Search code examples
regexbatch-filebatch-processingfindstr

Trying to extract a GUID from a text, using batch (findstr + regexp)


I want to isolate a specific string from a text provided in a variable, using batch, but it doesn't seem to work as intended. I may do the regexp wrong, or maybe I misunderstood the way "findstr" works.

Te specific string that I need to isolate is a GUID (which has a standard format of alphanumeric characters, arranged in groups of characters separated by a "-", like this: 8-4-4-4-12)

@echo off
setlocal enabledelayedexpansion

SET str="This is a string that has a long uuid: (UUID: 359f975d-2649-4e20-b7c0-b452aaaca4b2)"
SET rx=[a-zA-Z0-9]{8}-[a-zA-Z0-9]{4}-[a-zA-Z0-9]{4}-[a-zA-Z0-9]{4}-[a-zA-Z0-9]{12}

 FOR %%u IN ('FINDSTR /r "!rx!" "!str!"') DO ECHO %%u

endlocal

Basically, what I need is to store the GUID in a separate variable, so I can use it later on. If that can be achieved in a different manner, I'm happy to learn!

Thanks!


Solution

  • @ECHO Off
    SETLOCAL
    SET "str=This is a string that has a long uuid: (UUID: 359f975d-2649-4e20-b7c0-b452aaaca4b2)"
    
    :: Theoretical
    
    SET "hn=[a-f0-9]"
    SET "hn4=%hn%%hn%%hn%%hn%"
    SET "hn8=%hn4%%hn4%"
    SET "wrx=%hn8%-%hn4%-%hn4%-%hn4%-%hn8%%hn4%"
    :again
    IF NOT DEFINED str ECHO notfound&GOTO done
    ECHO %str%|FINDSTR /b /r /i "%wrx%">NUL
    IF ERRORLEVEL 1 (
     REM did not find string
     SET "str=%str:~1%"
     GOTO again
    )
    SET "str=%str:~0,36%"
    ECHO found "%str%"
    
    :done
    
    :: BFI method
    
    SET "str=This is a string that has a long uuid: (UUID: 359f975d-2649-4e20-b7c0-b452aaaca4b2)"
    SET "hn=[a-f0-9]"
    SET "hn4=%hn%%hn%%hn%%hn%"
    SET "hn8=%hn4%%hn4%"
    
    :bfiagain
    IF NOT DEFINED str ECHO notfound&GOTO donebfi
    :: "regex" using brute-force and ignorance
    ECHO %str:~0,9%|FINDSTR /b /i /r  "%hn8%-">NUL
    IF ERRORLEVEL 1 GOTO bfino
    ECHO %str:~9,5%|FINDSTR /b /i /r  "%hn4%-">NUL
    IF ERRORLEVEL 1 GOTO bfino
    ECHO %str:~14,10%|FINDSTR /b /i /r  "%hn4%-%hn4%-">NUL
    IF ERRORLEVEL 1 GOTO bfino
    ECHO %str:~24,12%|FINDSTR /b /i /r  "%hn4%%hn8%">NUL
    :bfino
    IF ERRORLEVEL 1 (
     SET "str=%str:~1%"
     GOTO bfiagain
    )
    SET "str=%str:~0,36%"
    ECHO found "%str%"
    
    :donebfi
    
    GOTO :EOF
    

    Well, not so squeezy...

    Fundamentally, findstr implements a very small subset of regex. It's intended to locate a character-string in a file.

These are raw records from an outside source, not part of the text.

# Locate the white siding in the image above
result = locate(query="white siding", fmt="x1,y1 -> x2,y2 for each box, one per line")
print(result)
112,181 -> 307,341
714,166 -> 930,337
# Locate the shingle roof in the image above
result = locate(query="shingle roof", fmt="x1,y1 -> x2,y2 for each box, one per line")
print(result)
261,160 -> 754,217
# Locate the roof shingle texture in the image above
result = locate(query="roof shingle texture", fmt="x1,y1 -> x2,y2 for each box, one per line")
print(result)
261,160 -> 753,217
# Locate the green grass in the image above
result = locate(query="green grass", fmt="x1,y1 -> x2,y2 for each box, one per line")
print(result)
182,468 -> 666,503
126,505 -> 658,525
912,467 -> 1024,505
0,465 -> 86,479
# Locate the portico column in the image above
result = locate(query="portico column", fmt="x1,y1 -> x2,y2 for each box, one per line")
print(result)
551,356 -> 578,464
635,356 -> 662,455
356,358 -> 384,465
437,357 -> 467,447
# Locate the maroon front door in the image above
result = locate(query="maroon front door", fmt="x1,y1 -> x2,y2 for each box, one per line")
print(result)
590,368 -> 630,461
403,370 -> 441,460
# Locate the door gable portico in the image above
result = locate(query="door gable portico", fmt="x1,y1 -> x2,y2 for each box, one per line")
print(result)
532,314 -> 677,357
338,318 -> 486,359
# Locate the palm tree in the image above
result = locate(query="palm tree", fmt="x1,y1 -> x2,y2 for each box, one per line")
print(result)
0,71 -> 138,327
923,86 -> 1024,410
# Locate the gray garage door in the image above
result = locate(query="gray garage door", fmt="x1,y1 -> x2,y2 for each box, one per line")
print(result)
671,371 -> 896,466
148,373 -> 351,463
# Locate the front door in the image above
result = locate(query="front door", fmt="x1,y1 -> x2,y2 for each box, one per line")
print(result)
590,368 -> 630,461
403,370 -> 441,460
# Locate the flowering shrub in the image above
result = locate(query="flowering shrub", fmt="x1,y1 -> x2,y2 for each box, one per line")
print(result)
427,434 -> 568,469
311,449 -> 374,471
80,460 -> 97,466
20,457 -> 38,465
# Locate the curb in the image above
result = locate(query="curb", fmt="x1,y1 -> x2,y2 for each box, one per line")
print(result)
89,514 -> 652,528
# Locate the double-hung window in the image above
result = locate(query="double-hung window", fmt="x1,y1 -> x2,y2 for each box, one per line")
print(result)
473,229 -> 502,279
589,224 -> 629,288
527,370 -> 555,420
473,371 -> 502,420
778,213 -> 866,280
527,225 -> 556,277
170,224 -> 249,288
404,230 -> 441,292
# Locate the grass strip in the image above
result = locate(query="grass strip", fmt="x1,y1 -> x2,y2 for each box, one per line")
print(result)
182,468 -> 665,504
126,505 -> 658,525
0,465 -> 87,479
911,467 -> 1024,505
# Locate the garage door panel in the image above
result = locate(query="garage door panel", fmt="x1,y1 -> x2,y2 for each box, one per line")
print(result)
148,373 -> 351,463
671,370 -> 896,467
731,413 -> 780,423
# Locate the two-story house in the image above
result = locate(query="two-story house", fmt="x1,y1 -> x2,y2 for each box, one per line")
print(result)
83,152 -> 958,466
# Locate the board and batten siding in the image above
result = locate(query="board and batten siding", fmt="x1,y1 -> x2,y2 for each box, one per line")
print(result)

    Theoretically, you could string [a-f0-9] together the requisite number of times and add in the - separators for use as the "regex", then see whether the subject string /b (begins) with such a pattern; lop off the start character if not and repeat until found or subject-string is empty.

    Notes here: I believe GUID uses HEX digits only, not alphanumerics. findstr supports /i to have the comparison made case-insensitively (which shortens the individual "character-match" string). Yes - I know ^ can be used in a regex (even one from Uncle Bill's little programmers' toolset) but I prefer /b.

    The only small problem with this is that it yielded an out of memory error...

    So, feed it small chunks at a time, and it appears happy...

    I've done no further testing, and predict stormy weather if your text-string contains characters which cmd regards as specials - the usual suspects like redirectors, % and rabbit's ears.